É um mundo do qual ainda não nos apropriamos e, quando nos faltam as habilidades corporais para estar no mundo de uma maneira situada, sentimo-nos como o sujeito cartesiano, morada de si mesmo, des-situado, des-vinculado, des-socializado, des-territorializado. Sujeito que se basta, com seu conhecimento internalizado;
Mas que na verdade não se basta de maneira alguma porque até para ser no mundo já precisamos ser situados, vinculados, socializados, territorializados;
O ser só é ser em movimento fluido e contínuo com outros seres, porque ninguém é só si mesmo, e quando é Si é também Outro: é Self, Outro e Mundo ao mesmo tempo. Ser não é sempre ser; ser é estar;
A cada momento, o que somos se transforma.
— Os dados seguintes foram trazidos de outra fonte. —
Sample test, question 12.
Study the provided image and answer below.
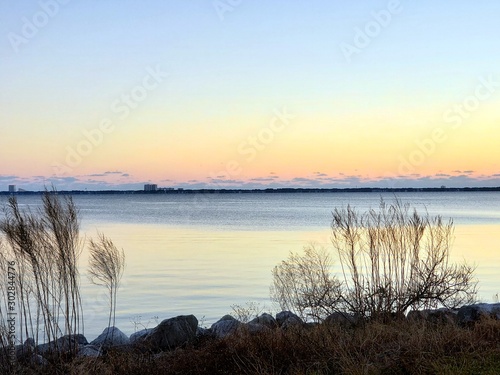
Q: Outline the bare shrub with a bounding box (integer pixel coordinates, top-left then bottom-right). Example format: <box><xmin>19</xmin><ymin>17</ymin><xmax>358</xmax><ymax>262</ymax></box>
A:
<box><xmin>271</xmin><ymin>200</ymin><xmax>477</xmax><ymax>320</ymax></box>
<box><xmin>271</xmin><ymin>245</ymin><xmax>341</xmax><ymax>321</ymax></box>
<box><xmin>332</xmin><ymin>200</ymin><xmax>477</xmax><ymax>318</ymax></box>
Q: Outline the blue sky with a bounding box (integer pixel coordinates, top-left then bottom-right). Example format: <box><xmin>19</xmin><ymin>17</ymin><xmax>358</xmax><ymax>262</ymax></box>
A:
<box><xmin>0</xmin><ymin>0</ymin><xmax>500</xmax><ymax>189</ymax></box>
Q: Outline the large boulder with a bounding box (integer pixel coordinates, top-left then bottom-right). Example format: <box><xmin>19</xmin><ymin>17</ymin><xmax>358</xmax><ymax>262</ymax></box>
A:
<box><xmin>78</xmin><ymin>344</ymin><xmax>101</xmax><ymax>358</ymax></box>
<box><xmin>90</xmin><ymin>327</ymin><xmax>130</xmax><ymax>349</ymax></box>
<box><xmin>129</xmin><ymin>328</ymin><xmax>153</xmax><ymax>344</ymax></box>
<box><xmin>36</xmin><ymin>334</ymin><xmax>88</xmax><ymax>355</ymax></box>
<box><xmin>457</xmin><ymin>303</ymin><xmax>500</xmax><ymax>325</ymax></box>
<box><xmin>210</xmin><ymin>315</ymin><xmax>243</xmax><ymax>339</ymax></box>
<box><xmin>248</xmin><ymin>313</ymin><xmax>278</xmax><ymax>328</ymax></box>
<box><xmin>141</xmin><ymin>315</ymin><xmax>198</xmax><ymax>350</ymax></box>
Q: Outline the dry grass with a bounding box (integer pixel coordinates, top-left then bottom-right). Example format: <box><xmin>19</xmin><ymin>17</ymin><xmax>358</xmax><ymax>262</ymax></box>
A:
<box><xmin>4</xmin><ymin>320</ymin><xmax>500</xmax><ymax>375</ymax></box>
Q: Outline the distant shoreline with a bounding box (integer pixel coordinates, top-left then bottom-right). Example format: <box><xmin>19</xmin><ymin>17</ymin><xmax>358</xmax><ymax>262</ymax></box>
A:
<box><xmin>0</xmin><ymin>186</ymin><xmax>500</xmax><ymax>195</ymax></box>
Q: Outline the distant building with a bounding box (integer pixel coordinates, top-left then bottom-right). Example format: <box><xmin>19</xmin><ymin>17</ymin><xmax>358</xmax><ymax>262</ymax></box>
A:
<box><xmin>144</xmin><ymin>184</ymin><xmax>158</xmax><ymax>191</ymax></box>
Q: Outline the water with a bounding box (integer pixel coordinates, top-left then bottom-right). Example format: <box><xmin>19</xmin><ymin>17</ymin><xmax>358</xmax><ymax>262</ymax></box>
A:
<box><xmin>2</xmin><ymin>192</ymin><xmax>500</xmax><ymax>339</ymax></box>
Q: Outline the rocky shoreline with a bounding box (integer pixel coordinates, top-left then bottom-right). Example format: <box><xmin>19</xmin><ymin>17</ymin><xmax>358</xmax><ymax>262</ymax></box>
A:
<box><xmin>10</xmin><ymin>303</ymin><xmax>500</xmax><ymax>365</ymax></box>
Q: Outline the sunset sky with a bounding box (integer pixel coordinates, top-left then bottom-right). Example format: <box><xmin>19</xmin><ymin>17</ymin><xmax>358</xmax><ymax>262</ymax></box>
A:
<box><xmin>0</xmin><ymin>0</ymin><xmax>500</xmax><ymax>190</ymax></box>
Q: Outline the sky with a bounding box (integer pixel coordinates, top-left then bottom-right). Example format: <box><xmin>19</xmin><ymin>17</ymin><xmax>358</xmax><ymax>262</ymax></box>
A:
<box><xmin>0</xmin><ymin>0</ymin><xmax>500</xmax><ymax>190</ymax></box>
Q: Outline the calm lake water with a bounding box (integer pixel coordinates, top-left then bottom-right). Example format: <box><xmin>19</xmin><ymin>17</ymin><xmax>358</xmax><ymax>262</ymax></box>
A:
<box><xmin>0</xmin><ymin>192</ymin><xmax>500</xmax><ymax>339</ymax></box>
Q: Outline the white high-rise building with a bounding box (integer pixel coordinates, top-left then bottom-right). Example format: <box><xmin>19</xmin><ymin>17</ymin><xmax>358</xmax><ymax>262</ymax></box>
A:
<box><xmin>144</xmin><ymin>184</ymin><xmax>158</xmax><ymax>191</ymax></box>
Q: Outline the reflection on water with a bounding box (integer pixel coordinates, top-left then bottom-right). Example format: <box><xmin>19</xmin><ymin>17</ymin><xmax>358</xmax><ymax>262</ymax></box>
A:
<box><xmin>0</xmin><ymin>193</ymin><xmax>500</xmax><ymax>339</ymax></box>
<box><xmin>79</xmin><ymin>224</ymin><xmax>500</xmax><ymax>340</ymax></box>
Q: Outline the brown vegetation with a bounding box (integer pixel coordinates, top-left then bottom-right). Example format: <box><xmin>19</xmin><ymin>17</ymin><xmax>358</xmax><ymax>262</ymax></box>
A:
<box><xmin>5</xmin><ymin>319</ymin><xmax>500</xmax><ymax>375</ymax></box>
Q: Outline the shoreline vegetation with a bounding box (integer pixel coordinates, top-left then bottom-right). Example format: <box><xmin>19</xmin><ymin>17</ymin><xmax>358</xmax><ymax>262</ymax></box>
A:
<box><xmin>0</xmin><ymin>191</ymin><xmax>500</xmax><ymax>375</ymax></box>
<box><xmin>0</xmin><ymin>186</ymin><xmax>500</xmax><ymax>195</ymax></box>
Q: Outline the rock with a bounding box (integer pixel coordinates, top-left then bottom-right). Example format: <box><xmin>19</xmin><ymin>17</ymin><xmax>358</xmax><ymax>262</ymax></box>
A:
<box><xmin>323</xmin><ymin>312</ymin><xmax>359</xmax><ymax>328</ymax></box>
<box><xmin>129</xmin><ymin>328</ymin><xmax>153</xmax><ymax>344</ymax></box>
<box><xmin>78</xmin><ymin>344</ymin><xmax>101</xmax><ymax>358</ymax></box>
<box><xmin>196</xmin><ymin>327</ymin><xmax>212</xmax><ymax>337</ymax></box>
<box><xmin>407</xmin><ymin>308</ymin><xmax>458</xmax><ymax>324</ymax></box>
<box><xmin>244</xmin><ymin>322</ymin><xmax>271</xmax><ymax>333</ymax></box>
<box><xmin>276</xmin><ymin>311</ymin><xmax>304</xmax><ymax>327</ymax></box>
<box><xmin>16</xmin><ymin>337</ymin><xmax>36</xmax><ymax>359</ymax></box>
<box><xmin>36</xmin><ymin>334</ymin><xmax>88</xmax><ymax>354</ymax></box>
<box><xmin>142</xmin><ymin>315</ymin><xmax>198</xmax><ymax>350</ymax></box>
<box><xmin>29</xmin><ymin>354</ymin><xmax>49</xmax><ymax>366</ymax></box>
<box><xmin>90</xmin><ymin>327</ymin><xmax>130</xmax><ymax>349</ymax></box>
<box><xmin>248</xmin><ymin>313</ymin><xmax>278</xmax><ymax>328</ymax></box>
<box><xmin>210</xmin><ymin>315</ymin><xmax>243</xmax><ymax>339</ymax></box>
<box><xmin>457</xmin><ymin>303</ymin><xmax>500</xmax><ymax>325</ymax></box>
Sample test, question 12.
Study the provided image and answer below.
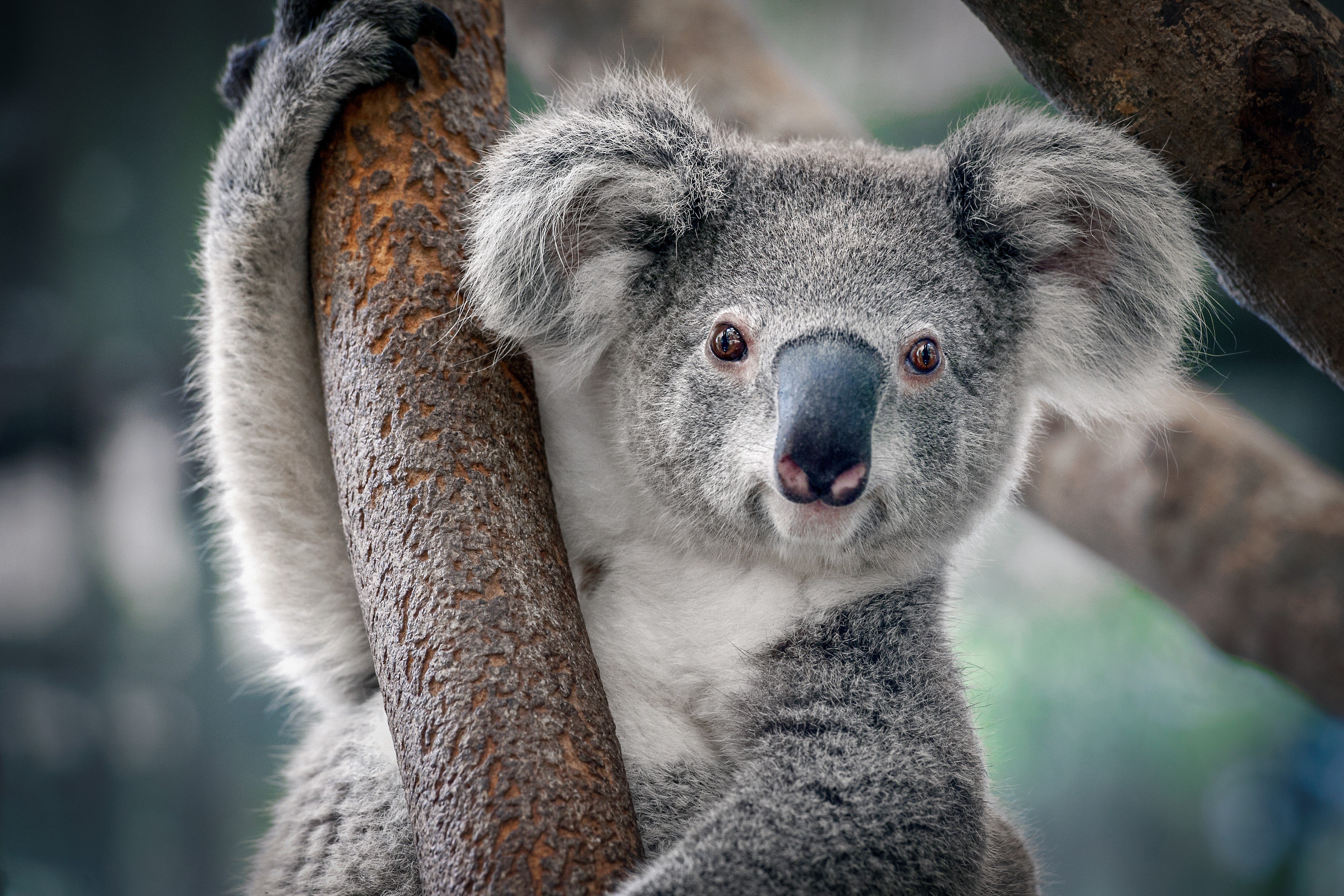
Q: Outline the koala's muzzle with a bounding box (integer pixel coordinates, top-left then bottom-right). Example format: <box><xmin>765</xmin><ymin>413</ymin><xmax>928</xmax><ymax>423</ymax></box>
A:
<box><xmin>774</xmin><ymin>336</ymin><xmax>883</xmax><ymax>506</ymax></box>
Não é que se desfaçamos no ar como poeira; há uma essência que se mantém: é como a manutenção de uma canoa em alto mar, é preciso trocar cada tábua de madeira de uma vez, ou a canoa afunda, e ao final, mesmo que todas as tábuas tenham sido trocadas, ainda será a mesma canoa;
Neste mar de ondas altas que ainda não dominamos – e que, quiçá, não dominaremos – ainda assim aprendemos a surfar, utilizando-nos das ferramentas que até hoje nos ajudaram a surfar outras ondas. Porque é pela sobrevivência que trabalhamos;
É na direção do viver e do vem-a-ser que nossas mentes se orientam;
Mas este mar nos leva a um não-sei-onde que ninguém é capaz de revelar, o que se explica: pois não é algo que se revele como uma fotografia, já que o ente fotografado ainda não existe – é um devir; é mais um está-para-ser do que um ser;
Mesmo se o pano de fundo é um mundo em construção, porque é, somos todos também, individualmente, seres em transformação, como a canoa em reforma contínua. As tábuas mudam, mesmo que aos olhos não pareça que há algo acontecendo;
Nosso devir é o devir do mundo;
E não é que nos adaptemos às mudanças do mundo: essas mudanças são o que somos, não respondemos a elas como se dá uma resposta a algo que acontece, se recolhe algo que caiu, se enxuga algo que molhou, não, não é assim nossa relação com o mundo, apartada, responsiva; trata-se de um eterno acomodar, de um encaixe, de uma engrenagem de mil lados;
Estamos todos, em qualquer lugar que seja, ancorados num mesmo ponto de partida; o ponto de partida é inegável e a tudo recontextualiza, gerando uma reviravolta. E não há quem possa dizer “o caminho é esse, vamos por ali” porque o caminho não é visível, é névoa;
É claro que a ciência aponta direções, com base nas habilidades antes adquiridas e nos resultados até hoje conquistados, e a intuição, o afeto, se somam aos esforços médicos e científicos, num certo sentido que faz sentido. Mas o caminho precisa ser construído enquanto caminhamos, uma pedra após a outra, e assim aos poucos algo se concretiza e conseguimos ver o invisível e compreender o incompreensível;
De todo modo, se não devemos nos conformar jamais com o sadismo do não enfrentamento do Estado de uma doença do mundo que deixa os cidadãos à mercê em uma tempestade em alto mar, e isso vou pontuar mesmo que esteja aqui deixando desdobrarem-se pensamentos ainda inexistentes que surgem enquanto são pensados;
E, ainda, se não devemos nos conformar com aqueles que jogam água dentro do próprio barco em que estão navegando;
Devemos, por outro lado, nos acostumar com a materialidade do invisível, pois ela não é má:
O invisível é também amor e cuidado;
Percebamos: a materialidade desse amor e desse cuidado se tornou, justamente, a imaterialidade (do encontro, do Outro, e até de si mesmo; tendo um vírus mortal circulando dentro de Si, há quem não consiga se ver mais ali e vê o próprio Ser como não Ser; o intruso modifica o Ser e a percepção de Si; a pulsão da vida querendo excrementar o elemento da morte).
É fato que no invisível deu-se o ato maior de amor para com aqueles que precisam de cuidado; nesse caso, um invisível tão visível que desafia a visão pela visão. O invisível é, portanto, real.
O que ainda seremos é exatamente aquilo que nos define. O invisível do devir. Então, cuidemo-nos, lembrando: somos um ao outro, só somos com o Outro e pelo Outro. O Ser sozinho é um não-Ser.
*Este post foi escrito a partir de aprendizagens e inspirações oriundas do trabalho dos filósofos Ezequiel Di Paolo, Andy Clark, Evan Thompson, Maurice Merleau-Ponty, Hubert Dreyfus e Dan Zahavi, e das aulas e discussões com o professor Ralph Bannell.